According to Insider Intelligence, Retail Media is the latest wave of digital advertising – the third, to be exact, after Search and Social Media. It might even be the biggest, as it is growing exponentially. This is because retailers are developing their media offering, and brands are pouring advertising budgets into it like never before.
It’s true that retailers and brands implemented Retail Media as a tactic to encourage customers to convert in the last step of the funnel. However, the offering has, and continues to, evolve. So much so, that awareness and consideration tactics – including advanced targeting and sales attribution clarity – are now available. These still aren’t much available through traditional media channels, or at least it is not as straightforward and convenient.
For retailers, Retail Media offers an additional revenue stream. It’s about monetising high volume and high-converting (aka ready-to-spend) customer traffic on their website. This makes website visitors valuable even when (or even if) they’re only window shopping.
For brands, it’s the opportunity to reach retailers’ own first-party customer data on other platforms such as social media (Meta), connected TV (Channel 4 and ITV with Dunnhumby and Nectar), and display on web publishers based on audience insight. In turn, this attracts traffic to the brand’s website.
As with many cases in our industry, access to first-party data is the new battlefield. With the erosion of third-party cookies, tracking customer behaviour across different websites is more challenging. However, Retail Media allows retailers and brands to target customers based on their buying and search intentions, lifestyle, demographic, life stages and more.

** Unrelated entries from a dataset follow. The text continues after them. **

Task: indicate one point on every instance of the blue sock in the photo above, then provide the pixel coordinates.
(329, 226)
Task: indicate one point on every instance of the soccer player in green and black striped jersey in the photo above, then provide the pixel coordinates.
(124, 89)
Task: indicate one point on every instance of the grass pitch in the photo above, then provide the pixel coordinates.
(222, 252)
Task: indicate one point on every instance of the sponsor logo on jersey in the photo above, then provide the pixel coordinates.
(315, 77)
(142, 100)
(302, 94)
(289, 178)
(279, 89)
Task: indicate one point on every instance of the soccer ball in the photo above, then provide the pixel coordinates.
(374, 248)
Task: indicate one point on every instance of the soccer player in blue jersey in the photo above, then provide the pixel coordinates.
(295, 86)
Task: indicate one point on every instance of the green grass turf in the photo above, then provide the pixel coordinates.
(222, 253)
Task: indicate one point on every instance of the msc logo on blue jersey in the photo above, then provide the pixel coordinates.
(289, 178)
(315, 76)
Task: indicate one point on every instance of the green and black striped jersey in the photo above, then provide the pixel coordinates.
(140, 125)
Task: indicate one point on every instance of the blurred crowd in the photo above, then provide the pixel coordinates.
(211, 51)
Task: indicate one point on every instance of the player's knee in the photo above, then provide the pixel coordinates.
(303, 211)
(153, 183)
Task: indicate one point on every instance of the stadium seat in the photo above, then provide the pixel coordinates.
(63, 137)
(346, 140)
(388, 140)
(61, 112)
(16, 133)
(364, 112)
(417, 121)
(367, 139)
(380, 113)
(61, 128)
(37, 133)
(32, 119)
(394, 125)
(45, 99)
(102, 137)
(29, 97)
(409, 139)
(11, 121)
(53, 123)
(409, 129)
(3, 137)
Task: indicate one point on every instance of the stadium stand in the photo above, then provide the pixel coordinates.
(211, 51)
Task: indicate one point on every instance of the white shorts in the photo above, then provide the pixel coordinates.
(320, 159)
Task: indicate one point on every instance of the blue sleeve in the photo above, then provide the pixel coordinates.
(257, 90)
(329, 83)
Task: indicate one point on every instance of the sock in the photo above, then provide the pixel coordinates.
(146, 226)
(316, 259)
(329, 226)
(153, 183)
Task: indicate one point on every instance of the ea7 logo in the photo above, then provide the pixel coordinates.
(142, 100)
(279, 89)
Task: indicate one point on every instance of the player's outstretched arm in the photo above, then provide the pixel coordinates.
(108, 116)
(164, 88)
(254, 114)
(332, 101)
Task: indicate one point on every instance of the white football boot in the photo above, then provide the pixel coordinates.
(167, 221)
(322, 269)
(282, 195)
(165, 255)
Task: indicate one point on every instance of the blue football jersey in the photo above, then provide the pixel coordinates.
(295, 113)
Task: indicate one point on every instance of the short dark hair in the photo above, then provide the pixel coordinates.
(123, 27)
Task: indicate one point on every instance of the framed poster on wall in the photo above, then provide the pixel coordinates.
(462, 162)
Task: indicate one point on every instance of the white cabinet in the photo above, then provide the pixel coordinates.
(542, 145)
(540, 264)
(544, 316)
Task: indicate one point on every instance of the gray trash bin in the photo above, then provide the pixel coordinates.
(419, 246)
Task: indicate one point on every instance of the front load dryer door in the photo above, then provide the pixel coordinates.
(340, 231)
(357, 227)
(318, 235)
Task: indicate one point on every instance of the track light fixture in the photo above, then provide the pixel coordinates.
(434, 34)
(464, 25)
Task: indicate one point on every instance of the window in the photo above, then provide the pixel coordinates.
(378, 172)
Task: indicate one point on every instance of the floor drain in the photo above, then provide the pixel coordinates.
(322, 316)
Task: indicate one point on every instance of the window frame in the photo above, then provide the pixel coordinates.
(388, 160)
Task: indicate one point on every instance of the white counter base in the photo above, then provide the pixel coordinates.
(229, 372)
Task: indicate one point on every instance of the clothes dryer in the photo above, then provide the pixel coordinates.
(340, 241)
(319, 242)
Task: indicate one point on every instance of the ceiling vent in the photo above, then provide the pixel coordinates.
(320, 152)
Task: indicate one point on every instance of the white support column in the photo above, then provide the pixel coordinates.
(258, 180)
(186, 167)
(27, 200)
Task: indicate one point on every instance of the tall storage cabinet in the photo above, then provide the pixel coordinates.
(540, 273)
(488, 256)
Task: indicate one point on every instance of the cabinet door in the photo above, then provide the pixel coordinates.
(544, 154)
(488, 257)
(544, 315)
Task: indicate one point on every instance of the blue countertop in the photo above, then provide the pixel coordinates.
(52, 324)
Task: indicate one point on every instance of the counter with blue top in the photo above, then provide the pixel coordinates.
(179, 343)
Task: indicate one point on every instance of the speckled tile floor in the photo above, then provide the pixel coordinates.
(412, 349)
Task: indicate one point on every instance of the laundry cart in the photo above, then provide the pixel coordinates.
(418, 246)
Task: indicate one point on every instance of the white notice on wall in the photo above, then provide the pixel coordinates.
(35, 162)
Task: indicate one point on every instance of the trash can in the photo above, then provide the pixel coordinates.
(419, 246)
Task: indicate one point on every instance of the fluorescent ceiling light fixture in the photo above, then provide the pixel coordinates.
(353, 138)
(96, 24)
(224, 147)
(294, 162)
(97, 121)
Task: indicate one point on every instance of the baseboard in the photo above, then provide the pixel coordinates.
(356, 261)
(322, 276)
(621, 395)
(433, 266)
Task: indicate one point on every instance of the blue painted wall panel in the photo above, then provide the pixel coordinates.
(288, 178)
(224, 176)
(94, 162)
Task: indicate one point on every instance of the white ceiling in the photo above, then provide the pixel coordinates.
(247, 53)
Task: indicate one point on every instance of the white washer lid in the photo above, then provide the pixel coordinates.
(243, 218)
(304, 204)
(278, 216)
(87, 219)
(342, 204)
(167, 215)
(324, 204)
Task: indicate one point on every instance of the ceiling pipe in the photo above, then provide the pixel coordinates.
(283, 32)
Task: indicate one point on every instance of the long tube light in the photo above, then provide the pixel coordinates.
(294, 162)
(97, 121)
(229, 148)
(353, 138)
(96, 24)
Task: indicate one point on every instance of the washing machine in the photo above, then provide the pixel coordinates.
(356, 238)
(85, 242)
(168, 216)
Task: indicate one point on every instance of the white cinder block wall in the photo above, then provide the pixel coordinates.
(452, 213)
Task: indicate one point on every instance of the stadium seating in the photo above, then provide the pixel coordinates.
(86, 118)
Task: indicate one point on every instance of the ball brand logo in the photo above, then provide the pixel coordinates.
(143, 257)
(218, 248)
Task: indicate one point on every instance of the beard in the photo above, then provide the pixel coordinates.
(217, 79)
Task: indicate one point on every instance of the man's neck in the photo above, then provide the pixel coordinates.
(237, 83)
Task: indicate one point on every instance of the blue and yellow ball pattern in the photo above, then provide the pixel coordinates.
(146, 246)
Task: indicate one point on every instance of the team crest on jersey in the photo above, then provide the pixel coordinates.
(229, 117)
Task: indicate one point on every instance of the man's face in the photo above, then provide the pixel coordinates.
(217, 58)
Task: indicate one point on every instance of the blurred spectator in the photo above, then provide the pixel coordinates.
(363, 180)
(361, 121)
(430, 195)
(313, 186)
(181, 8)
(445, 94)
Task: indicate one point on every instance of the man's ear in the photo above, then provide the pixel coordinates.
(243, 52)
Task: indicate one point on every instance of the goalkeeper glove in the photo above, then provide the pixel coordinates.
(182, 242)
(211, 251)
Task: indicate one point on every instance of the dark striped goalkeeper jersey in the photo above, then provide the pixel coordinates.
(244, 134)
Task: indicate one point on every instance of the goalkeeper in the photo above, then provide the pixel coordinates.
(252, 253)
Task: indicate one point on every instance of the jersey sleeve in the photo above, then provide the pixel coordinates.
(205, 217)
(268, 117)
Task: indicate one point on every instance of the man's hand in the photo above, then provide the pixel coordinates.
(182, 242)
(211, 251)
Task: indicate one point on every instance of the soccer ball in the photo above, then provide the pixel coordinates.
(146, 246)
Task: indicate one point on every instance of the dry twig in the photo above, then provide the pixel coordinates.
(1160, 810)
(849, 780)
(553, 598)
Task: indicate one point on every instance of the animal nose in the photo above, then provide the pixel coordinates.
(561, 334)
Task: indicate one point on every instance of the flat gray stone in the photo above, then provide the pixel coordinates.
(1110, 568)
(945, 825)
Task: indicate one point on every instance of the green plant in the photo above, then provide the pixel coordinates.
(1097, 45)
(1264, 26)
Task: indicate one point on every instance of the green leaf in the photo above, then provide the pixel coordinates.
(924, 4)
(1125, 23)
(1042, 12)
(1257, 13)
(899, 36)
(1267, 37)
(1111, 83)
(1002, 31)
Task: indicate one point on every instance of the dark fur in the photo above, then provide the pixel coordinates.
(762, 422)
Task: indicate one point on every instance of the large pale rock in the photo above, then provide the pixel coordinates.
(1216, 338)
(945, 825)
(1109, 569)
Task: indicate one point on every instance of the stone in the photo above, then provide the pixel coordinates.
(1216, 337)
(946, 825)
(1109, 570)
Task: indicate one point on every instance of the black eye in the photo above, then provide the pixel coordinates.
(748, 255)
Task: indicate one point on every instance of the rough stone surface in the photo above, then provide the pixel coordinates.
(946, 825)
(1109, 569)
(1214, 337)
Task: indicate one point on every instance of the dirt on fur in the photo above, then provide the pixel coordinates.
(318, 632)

In addition, the wide range of available KPIs allows retailers and brands to identify opportunities and issues and ensure the former are amplified and the latter are fixed or scaled down. All of this can be done on-flight while the campaigns are still live, allowing great control over spend and performance and ensuring better decisions in portfolio prioritisation, targeting and investment optimisation and customer propensity.
GroupM predicts Retail Media advertising to increase by roughly 60% by 2026 – exceeding the growth rate expected for all digital advertising. This suggests that brands and retailers are well aware of the growth opportunities this represents. The results prove it too.
Just look at Channel 4’s testing of its aforementioned RET4IL Nectar offering. The brand targeting (including six brands: Garnier, Weetabix, Walkers, McCain, Pepsi and McVities) delivered a 29% uplift in sales. Moreover, ads that were product-led performed even better, with a sales uplift of 56%, while targeted ads that match All 4 emails to Sainsbury’s Nectar data had a brand halo effect on products across a brand portfolio.
However, the immaturity of the sector – added to this the maturing attitude of the industry to data protection and privacy – means significant questions remain to be answered. How do we want the industry to operate in the future, and what standards need to apply for that to happen?
At Wavemaker, we believe that further improvements, especially on data, regarding granularity, tracking offline performance, connecting offline and online, and measuring brand growth would be beneficial. For example, on the latter, brands tend to focus too much on ROAS that might ignore growth opportunities.
In fact, studies show that when trying to reach incremental customers, efficiency is affected, reaching points of diminishing returns. Therefore, it’s essential to look at the bigger picture to ensure growth opportunities are not overlooked.
An alternative KPI could be total ROAS, including organic sales (not only media-led direct sales) or growth at the other steps of the funnel, such as reach and consideration for the brand/product (think about search volume trend for branded terms). Unfortunately, most of the time, this type of data is not readily tracked or available.
For all its opportunities, Retail Media is still an emerging and rapidly evolving space, with increasing complexity of dealing with different retailers, ad networks, targeting rules, and innovations. As a result, it’s not an easy space to navigate.
Brands’ objectives are almost identical: getting customers’ attention along the funnel. Once they’re clear on their objectives, their strategy becomes easier to execute; and Retail Media is just an additional tool for this.
To win at Retail Media, brands should build relationships with media owners, retailers, and emerging platforms (like quick commerce), continuously upskilling their teams, and approach such innovation with an open mind focused on capturing insights, then quickly optimise and move on to the next test and learn opportunity.
Retail Media is essentially a teenager in advertising channel years, but it’s growing the right way to set itself up for success. Constant and increasing innovations – including new placements, smarter targeting options, and increasing data granularity and speed – make it exciting for retailers, brands, and everyone in the industry.